The cost of maintenance varies widely from one generating station to another. This holds true even when comparing stations with similar generating output capacities. And cost is the vital factor in maintaining equipment capability or, put in another way, reducing the incapability factor.
RAM techniques were applied to turbine-generator systems at the Bruce nuclear generating station in Ontario, Canada. As a general rule, in any complex system, 20 per cent of the installation take 90 per cent of the maintenance budget to maintain. The aim therefore was to separate those items of equipment that require the lion's share of attention. After this was done, the planners specified those tasks that would improve the effectiveness of the turbine-generation maintenance program.
The North American Electric Reliability Council (NERC) equipment incapability factor (EICbF) standard (see the boxed definition) for turbines over the five-year period 1984-1988 was about 9 per cent. Over the same period, the turbine EICbF for the four 832-MW units at Bruce A Nuclear Generating Station was 8 per cent. The performance for the turbines of the station was therefore only marginally better than the industry standard.
The equipment incapability factor for the station's generators over the same 5-year period was 5 per cent as compared to the NERC standard of 3.5 per cent. Performance of the generators was obviously well below standard and a threat to reliability.
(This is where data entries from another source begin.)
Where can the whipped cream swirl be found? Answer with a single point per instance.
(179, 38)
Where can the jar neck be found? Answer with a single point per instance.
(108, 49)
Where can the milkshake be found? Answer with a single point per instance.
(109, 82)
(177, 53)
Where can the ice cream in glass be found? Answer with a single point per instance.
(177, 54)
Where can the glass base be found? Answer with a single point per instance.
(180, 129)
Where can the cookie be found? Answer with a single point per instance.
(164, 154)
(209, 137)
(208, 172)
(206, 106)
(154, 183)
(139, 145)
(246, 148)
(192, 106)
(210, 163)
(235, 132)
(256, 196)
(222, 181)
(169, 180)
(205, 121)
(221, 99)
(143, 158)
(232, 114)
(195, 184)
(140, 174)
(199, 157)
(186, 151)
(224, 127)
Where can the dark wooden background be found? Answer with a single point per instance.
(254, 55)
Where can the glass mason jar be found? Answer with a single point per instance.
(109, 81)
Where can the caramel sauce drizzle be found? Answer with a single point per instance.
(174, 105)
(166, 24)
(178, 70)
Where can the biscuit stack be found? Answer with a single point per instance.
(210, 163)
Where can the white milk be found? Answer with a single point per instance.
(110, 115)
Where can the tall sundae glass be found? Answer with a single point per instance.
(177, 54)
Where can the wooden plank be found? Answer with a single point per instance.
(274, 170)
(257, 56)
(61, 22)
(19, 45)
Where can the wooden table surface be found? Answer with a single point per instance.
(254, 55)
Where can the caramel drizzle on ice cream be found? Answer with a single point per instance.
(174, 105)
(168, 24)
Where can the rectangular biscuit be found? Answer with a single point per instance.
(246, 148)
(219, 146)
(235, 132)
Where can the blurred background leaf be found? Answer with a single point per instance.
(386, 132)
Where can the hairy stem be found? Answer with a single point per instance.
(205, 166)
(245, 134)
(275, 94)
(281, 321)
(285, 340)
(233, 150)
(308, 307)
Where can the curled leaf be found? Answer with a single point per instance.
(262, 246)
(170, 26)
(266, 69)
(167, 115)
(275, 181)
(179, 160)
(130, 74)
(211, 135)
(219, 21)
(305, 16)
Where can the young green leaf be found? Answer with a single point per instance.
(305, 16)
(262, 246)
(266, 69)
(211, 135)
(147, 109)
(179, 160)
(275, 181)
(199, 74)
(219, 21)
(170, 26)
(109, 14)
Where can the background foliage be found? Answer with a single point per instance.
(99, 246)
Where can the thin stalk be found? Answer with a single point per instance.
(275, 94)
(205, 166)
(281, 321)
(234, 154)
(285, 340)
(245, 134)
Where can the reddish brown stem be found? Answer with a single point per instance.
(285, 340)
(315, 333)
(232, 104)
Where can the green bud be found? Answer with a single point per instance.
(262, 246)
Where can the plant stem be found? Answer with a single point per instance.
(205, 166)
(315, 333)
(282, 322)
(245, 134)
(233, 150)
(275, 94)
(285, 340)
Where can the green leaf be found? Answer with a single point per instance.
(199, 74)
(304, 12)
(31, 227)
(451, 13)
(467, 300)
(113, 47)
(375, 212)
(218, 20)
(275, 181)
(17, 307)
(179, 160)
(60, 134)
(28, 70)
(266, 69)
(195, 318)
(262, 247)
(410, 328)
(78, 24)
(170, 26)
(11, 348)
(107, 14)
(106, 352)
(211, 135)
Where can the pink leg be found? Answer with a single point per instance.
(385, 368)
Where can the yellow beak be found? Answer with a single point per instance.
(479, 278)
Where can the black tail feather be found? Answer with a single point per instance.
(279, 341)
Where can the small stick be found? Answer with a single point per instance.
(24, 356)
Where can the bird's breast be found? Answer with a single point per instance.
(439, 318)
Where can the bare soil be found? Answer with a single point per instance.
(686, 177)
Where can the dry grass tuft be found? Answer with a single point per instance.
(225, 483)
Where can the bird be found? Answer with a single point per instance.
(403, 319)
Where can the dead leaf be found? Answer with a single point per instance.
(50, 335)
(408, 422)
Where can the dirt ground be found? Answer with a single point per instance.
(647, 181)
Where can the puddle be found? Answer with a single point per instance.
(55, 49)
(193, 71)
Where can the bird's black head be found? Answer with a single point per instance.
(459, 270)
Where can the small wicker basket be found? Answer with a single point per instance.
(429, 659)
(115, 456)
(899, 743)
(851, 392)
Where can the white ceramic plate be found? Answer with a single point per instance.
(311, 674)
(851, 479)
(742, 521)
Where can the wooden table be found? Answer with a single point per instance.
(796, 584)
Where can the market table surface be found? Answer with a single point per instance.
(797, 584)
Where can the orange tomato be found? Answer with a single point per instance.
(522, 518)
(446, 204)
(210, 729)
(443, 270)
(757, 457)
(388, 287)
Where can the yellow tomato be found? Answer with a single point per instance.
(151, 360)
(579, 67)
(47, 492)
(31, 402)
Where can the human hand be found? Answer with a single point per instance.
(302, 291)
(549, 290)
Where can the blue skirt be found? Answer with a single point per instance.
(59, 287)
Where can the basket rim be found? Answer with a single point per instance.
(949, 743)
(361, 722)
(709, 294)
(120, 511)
To improve the turbine generator maintenance program, analysis of the main components began with a definition of the boundaries and interfaces between the systems and subsystems.
Equipment incapability factor (EICbF) is a measure of the contribution that an item of equipment or system would have made to a unit's gross ICbF if all other system had operation perfectly during a specific period.

Gross incapability factor (ICbF) is the percentage of gross generation that a unit is capable of producing in a specific period.

Poisson distribution theory was developed by Simeon-Denis Poisson (1781-1840), a French mathematician famous for his work on definite integrals and probability analysis.
Dominant failure modes
With the main components and subsystems identified (see Figure 1 and Table 1), the next step was to conduct a failure mode and effect analysis (FMEA). The purpose of a FMEA was to categorize all possible failure modes, and the effects of such failures on the availability of the component or system under review. This is one RAM technique; fault tree analysis is another.
In this study, fault tree analysis was used to assess the most critical of all possible failure modes. The assessments resulted in the truth table shown in Table 1. From this data the probability of the overall system failure was calculated. [The following may look complicated, but  consult Table 1 and the equation will is logically assembled.]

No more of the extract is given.